Using the method of indeterminate coefficients, the current paper recovers the 1-soliton solution to the recently constructed concatenation model. Later, the bright 1-soliton solution is utilized to establish the conserved quantities derived for the model using the multipliers method. Power, linear momentum, and the Hamiltonian are the three conserved quantities that were derived. These results open up a floodgate of opportunities for further studies of this model. The perturbation terms will be incorporated and, thus, the extended version of the concatenation model will be addressed by various means, including the semi-inverse variational principle. The variational principle will be addressed to recover the soliton parameter dynamics. The established conservation laws will next be implemented to obtain the adiabatic parameter dynamics of the solitons.
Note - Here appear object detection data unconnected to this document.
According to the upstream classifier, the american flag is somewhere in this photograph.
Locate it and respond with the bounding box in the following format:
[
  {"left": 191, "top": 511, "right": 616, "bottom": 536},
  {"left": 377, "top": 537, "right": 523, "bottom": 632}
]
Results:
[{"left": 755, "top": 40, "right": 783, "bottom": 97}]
The stochasticity effect will also be addressed by studying the corresponding Langevin equations to give way to the mean free velocity of the soliton. The collective variables approach would also lead to the parameter dynamics of the solitons. From a numerical standpoint, the model will later be examined numerically with the variational iteration method, Adomian decomposition scheme and Laplace–Adomian decomposition scheme. Evidently, a lot of work lies ahead and the results should subsequently be revealed.